Homofobia e hipocrisia
Todas as manifestações de preconceito estão assentadas sob o véu da mentira. Com origens e gradações variadas, o preconceito só se estabelece a partir de uma ilusão fabricada que identifica no outro a síntese das imperfeições e malefícios, em oposição a uma pureza e justeza exclusiva daqueles que combatem o diferente. Entre toda a ampla gama de manifestações de intolerância presentes na sociedade, a homofobia é seguramente aquela que está mais intimamente ligada a hipocrisia.
O atentado de 12 de junho na boate gay Pulse, em Orlando (EUA), que deixou um saldo de 50 mortos no pior massacre em solo norte-americano desde o 11 de setembro, gerou uma esperada comoção mundial. Infelizmente, ao lado de toda a justa solidariedade frente a tragédia, tivemos também uma onda hipócrita de relativização do ocorrido, tentando negar o caráter de homofobia do crime ou ainda, de forma mais isolada, até mesmo imputar as vítimas algum tipo de responsabilidade pela tragédia.
Nada pode ser mais hipócrita do que isso!
Talvez seja útil abordarmos o quê é a própria homofobia, antes de avançarmos sobre a sua hipocrisia. Este preconceito pode ser caracterizado por um tipo de medo, aversão, desprezo e até mesmo horror manifestado de forma exagerada ou irracional ante a homossexualidade em si ou em relação a pessoas homossexuais (Lésbicas, Gays, bissexuais, travestis e transexuais – LGBT). Ela se mostra em uma variedade de formas e intensidade, que vão desde impedimentos e violências simbólicas, como um olhar enviesado, as humilhações variadas, as múltiplas formas de agressões de ordem moral, física e material, culminando com suas manifestações mais grotescas, como espancamentos, violações e até mesmo o assassinato.

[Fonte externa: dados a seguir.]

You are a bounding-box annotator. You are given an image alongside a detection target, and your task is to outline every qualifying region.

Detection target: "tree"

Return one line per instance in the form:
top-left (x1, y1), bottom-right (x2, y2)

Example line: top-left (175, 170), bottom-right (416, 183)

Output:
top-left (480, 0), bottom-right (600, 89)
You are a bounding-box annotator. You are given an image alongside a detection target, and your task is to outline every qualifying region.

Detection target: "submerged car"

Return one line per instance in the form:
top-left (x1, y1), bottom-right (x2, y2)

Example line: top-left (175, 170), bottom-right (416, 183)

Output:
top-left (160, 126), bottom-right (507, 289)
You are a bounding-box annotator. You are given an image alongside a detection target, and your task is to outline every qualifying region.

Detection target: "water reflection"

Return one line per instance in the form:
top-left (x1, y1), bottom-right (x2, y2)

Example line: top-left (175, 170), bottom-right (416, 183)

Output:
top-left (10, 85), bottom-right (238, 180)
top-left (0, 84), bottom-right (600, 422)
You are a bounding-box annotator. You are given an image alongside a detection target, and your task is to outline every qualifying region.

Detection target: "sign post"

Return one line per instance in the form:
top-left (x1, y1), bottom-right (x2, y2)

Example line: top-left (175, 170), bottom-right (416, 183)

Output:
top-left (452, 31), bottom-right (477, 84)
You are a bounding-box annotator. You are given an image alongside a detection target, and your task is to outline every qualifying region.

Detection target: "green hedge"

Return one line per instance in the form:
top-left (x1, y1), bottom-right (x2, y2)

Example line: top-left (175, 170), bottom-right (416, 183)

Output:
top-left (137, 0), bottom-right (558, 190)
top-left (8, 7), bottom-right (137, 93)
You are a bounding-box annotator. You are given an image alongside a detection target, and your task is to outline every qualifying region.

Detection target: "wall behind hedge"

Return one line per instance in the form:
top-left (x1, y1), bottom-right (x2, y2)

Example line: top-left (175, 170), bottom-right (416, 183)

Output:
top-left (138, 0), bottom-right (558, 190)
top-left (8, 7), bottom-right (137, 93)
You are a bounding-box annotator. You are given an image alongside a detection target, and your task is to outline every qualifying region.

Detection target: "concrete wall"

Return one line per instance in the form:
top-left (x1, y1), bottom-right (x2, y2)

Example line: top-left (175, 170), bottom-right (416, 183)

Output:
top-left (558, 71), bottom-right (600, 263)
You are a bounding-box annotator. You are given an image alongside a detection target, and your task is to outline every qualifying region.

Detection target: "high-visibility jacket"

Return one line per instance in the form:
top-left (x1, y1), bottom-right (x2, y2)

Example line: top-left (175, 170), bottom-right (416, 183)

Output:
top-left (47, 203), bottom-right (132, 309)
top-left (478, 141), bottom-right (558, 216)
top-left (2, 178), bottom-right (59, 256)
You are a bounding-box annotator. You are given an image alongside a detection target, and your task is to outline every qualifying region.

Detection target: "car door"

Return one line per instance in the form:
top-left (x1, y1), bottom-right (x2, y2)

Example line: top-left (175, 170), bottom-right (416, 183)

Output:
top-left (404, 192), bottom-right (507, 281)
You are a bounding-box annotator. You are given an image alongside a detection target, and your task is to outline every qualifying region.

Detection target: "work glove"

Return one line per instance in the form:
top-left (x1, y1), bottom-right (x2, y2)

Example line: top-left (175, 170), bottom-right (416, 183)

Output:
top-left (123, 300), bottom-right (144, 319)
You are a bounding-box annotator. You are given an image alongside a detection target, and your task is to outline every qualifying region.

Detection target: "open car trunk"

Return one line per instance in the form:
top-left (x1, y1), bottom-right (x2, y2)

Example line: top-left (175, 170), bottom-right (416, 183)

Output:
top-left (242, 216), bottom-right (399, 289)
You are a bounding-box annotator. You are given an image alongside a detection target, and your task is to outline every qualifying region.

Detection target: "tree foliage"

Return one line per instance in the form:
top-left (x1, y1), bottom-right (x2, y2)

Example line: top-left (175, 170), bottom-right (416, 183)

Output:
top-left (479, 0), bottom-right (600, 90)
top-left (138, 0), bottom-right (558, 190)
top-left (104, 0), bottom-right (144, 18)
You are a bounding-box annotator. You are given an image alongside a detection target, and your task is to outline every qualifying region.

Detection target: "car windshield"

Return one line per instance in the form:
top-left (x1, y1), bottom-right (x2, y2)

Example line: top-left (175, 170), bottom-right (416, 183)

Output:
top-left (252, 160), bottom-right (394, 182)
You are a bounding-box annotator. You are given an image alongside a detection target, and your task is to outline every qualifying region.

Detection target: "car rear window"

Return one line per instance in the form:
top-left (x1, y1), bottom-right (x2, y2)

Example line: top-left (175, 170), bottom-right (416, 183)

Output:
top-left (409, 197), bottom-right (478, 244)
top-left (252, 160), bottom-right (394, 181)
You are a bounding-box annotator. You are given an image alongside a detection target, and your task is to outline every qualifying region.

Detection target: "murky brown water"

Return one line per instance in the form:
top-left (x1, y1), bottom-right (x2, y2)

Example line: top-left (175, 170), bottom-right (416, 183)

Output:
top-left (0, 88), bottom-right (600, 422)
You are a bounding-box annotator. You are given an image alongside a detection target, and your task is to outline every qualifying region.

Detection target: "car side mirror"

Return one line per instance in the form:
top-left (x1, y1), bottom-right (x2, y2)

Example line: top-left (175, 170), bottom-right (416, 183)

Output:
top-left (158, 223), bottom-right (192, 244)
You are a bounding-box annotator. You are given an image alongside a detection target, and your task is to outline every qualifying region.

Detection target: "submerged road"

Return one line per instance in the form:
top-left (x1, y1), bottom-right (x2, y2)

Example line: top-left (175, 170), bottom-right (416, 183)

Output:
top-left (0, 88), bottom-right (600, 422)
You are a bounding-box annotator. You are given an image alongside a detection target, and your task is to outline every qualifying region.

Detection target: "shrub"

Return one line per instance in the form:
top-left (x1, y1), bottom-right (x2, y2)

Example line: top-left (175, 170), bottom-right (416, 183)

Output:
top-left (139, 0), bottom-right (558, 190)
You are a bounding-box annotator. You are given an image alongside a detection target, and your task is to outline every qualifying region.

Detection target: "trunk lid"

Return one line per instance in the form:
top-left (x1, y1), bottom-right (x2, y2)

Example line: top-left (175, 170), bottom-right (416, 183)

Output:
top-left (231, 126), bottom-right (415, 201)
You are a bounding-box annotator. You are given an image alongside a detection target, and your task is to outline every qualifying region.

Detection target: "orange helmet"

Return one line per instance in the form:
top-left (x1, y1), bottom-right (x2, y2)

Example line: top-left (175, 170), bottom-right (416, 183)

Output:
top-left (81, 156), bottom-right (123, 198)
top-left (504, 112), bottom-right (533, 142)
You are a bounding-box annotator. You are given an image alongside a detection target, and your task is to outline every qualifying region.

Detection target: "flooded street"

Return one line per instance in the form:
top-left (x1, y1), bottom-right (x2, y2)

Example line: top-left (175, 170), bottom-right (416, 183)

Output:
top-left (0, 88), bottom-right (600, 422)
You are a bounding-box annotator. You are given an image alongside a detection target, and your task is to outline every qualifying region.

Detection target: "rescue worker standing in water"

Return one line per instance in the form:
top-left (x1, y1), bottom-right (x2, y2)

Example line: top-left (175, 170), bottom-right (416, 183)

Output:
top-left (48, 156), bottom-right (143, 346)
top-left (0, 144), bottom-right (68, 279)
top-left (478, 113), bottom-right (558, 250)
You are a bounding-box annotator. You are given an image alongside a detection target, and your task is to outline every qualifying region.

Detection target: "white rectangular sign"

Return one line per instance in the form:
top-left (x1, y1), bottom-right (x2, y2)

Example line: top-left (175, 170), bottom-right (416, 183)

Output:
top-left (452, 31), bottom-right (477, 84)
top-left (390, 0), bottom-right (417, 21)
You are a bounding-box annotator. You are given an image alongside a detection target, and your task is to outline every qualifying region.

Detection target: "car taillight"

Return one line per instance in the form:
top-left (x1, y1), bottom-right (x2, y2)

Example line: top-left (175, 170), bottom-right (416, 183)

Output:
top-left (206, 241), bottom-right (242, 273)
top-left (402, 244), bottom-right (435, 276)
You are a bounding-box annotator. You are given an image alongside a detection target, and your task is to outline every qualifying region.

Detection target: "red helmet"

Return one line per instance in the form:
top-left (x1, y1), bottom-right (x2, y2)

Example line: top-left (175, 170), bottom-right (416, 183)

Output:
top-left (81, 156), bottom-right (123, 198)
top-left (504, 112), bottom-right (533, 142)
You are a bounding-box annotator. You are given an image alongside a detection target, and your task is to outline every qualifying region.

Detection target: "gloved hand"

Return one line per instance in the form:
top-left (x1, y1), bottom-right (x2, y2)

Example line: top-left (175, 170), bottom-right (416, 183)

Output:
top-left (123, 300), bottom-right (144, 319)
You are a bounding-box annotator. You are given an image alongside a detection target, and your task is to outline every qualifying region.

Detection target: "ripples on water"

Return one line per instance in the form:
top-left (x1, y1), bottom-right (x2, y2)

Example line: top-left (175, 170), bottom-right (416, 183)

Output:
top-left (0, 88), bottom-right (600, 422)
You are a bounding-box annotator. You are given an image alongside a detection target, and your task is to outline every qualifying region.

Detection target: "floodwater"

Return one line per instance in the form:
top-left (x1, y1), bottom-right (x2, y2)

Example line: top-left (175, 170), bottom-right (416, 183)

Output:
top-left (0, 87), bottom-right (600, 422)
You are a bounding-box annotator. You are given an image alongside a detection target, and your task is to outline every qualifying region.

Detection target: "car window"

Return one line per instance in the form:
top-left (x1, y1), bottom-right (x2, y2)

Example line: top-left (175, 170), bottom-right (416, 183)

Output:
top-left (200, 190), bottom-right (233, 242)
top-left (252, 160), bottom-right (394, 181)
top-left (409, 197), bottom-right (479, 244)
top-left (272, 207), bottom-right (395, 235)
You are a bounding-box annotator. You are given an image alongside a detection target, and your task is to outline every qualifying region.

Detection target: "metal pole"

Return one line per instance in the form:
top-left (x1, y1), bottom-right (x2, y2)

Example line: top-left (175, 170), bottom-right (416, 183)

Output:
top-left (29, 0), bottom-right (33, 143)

Toda hipocrisia é por sua própria essência seletiva e parcial. Se já é difícil - para não dizer impossível - não encontrar em outras manifestações de preconceito (machismo, racismo, xenofobia, etc) facilmente a sua dimensão hipócrita, na homofobia isto é ainda mais evidente. Todo homofóbico carrega em sua essência esta marca da mentira, o que varia entre eles é a consciência ou não desta mentira e o uso que faz desta mesma constatação.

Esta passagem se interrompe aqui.